I don’t know what statistics he’s being fed, but he’s buying them. He kept referencing Kermit Gosnell (is that his name?) and his “House of Horrors.” I’ll admit, I have purposely stayed away from that bit of news because I avoid triggers. I get the impression THAT is one huge trigger. From what I’ve gathered, that’s not pro-life – that’s just monstrous. Anyway, apparently conservatives seem to think that his practice is par for the course. He also didn’t understand that the government was going to make what I did illegal or that the regulations were so strict (and expensive) that it was essentially banning abortions in the state of Texas.

At one point, he said something to the effect of we have no idea what happens in those places. DH jumped in and reminded him in no pleasant terms that we did indeed knows what goes on in those places. DH was getting so upset that I thought he was going to to leave in a fit of rage. Luckily, the day was saved by a wandering salesman who rang the doorbell (seriously!) to try and sell alarm systems.

But DH was up all night sick to his stomach. I think that since I’ve been dealing with my father, it wasn’t as distressing to me – I’m used to being disappointed by the father figures in my life.

I think the thing that makes me the most angry that is I have personal experience with this _ I have had an abortion. I’ve lived it.
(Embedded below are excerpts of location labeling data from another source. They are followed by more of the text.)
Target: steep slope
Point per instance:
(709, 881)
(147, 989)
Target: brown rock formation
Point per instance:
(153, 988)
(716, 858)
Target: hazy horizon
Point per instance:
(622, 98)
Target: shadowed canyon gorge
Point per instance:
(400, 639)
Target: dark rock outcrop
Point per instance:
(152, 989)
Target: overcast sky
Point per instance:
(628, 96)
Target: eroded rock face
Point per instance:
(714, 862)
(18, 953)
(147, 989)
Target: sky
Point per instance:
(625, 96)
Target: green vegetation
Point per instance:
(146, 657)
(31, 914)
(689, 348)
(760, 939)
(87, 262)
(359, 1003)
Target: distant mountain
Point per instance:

And yet because my story doesn’t fit in with their schema, they dismiss me, dismiss my pain, and dismiss my daughter – as if it never happened.

It’s easier to think that abortion is simply ending a baby’s life than understand that the issue is a mufti-faceted issue that won’t be solved by bans and non-medically necessary¬† regulations.

All my father and FIL hear is what they Michael Berry (or whoever) tells them. I’ve lived it. Done research. I know how it will affect my own life personally if I end up getting pregnant and end up in another desperate situation again.

These are also the men that want to end abortion, but don’t give a damn once the child is born. They are opposed to social programs, public education, and health programs. It’s like they WANT a sub-class to pump their gas, mow their lawns, and justify their elitist attitudes.

I had to remind DH that my father was a man who refused to pay for child support, so if he didn’t take care of his own child, why would he even be remotely interested in the welfare of stranger’s children? He uses the excuse that he should be able to to make that decision on his own, but I’ve learned from experience what decision he would make.

I’m going to clean the kitchen (maybe) and probably post a much happier and positive entry later on about my experience yesterday. I’m going to try and spend the next two week as calm as possible – which will be hard on Monday when the House hears HB2!